This will be the easiest way to do it.


----------



## Dylante63 (Sep 4, 2001)

NorCalBoriquen said:


> Thanks for the help, I should be getting my bar tomorrow. Is it normal on the 64 Imapals for thr rear wheels not to raise when jacking the car fron the rear frame? The wheels will go up if i jack it from the differentia. I fear if I keep going up from the frame my springs might pop off.
> 
> One thing I learned about this car is to never buy one that had hydros especially from some who abused the crap out of it.

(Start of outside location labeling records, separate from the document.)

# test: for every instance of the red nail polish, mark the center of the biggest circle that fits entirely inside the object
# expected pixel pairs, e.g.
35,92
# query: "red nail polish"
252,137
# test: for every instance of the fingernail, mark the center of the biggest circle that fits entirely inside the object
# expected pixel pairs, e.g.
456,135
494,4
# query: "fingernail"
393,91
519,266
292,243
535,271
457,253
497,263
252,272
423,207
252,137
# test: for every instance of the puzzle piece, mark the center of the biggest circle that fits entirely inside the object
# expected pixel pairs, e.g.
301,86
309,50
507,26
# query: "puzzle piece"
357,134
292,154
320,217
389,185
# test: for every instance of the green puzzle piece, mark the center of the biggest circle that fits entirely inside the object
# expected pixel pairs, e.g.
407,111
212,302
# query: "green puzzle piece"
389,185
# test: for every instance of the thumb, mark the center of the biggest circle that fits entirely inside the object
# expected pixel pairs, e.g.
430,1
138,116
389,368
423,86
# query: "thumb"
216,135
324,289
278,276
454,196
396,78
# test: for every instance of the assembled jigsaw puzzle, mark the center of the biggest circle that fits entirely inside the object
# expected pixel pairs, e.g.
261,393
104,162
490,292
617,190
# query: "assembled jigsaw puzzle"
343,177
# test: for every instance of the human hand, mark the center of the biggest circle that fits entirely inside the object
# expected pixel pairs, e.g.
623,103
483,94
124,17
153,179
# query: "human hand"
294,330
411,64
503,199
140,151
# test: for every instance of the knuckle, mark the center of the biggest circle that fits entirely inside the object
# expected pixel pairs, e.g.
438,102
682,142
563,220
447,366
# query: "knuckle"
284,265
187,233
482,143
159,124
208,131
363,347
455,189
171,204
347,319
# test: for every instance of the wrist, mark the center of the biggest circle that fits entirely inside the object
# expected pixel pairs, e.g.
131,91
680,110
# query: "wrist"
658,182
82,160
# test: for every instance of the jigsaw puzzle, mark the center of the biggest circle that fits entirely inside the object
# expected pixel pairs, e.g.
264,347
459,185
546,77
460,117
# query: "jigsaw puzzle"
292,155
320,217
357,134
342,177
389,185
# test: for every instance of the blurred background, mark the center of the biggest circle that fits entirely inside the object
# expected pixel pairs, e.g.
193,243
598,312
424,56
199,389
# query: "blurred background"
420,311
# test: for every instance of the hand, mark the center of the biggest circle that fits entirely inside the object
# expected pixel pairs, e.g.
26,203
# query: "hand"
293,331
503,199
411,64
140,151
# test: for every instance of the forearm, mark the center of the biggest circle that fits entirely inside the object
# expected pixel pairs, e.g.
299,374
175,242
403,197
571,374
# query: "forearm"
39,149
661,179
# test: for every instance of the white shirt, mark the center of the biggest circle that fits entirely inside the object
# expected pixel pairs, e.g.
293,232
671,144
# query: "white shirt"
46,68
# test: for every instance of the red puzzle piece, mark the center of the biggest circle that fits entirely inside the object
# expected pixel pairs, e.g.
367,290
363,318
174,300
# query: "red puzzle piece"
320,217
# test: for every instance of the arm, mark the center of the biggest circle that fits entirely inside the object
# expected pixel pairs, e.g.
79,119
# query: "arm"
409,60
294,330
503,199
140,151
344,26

Do it the way I outlined it for you and you will be fine.


----------



## Aztlan_Exile (Apr 10, 2010)

No, the springs dont pop out if you raise the car from the frame.


----------



## NorCalBoriquen (Oct 29, 2012)

Wow what a big difference that adjustable panhard bar makes. I was able to install it with no issues and adjust it so it's not running against my tire/rim. 
I still have the car on jack stands and haven't lowered it it. One thing I did noticed while replacing the panhard bar is my coil springs are red so my guess these are eibach or others lowering springs which is cool. 

I also replaced my heater core today since the one I had was broken and not connected. But now I am not sure what hose goes on what inlet. I will google it.


----------



## Aztlan_Exile (Apr 10, 2010)

^^^^ the rear end moves after you let the car on the ground. 

You may need to rea adjust it afterwards (a few more times).


----------



## 86bluemcLS (Apr 17, 2008)

Im having simular issues on my 73 impala and my 94 buick road master any advice on how to fix the issue i can put 2fingers on 1side and on the other barely 1 finger


----------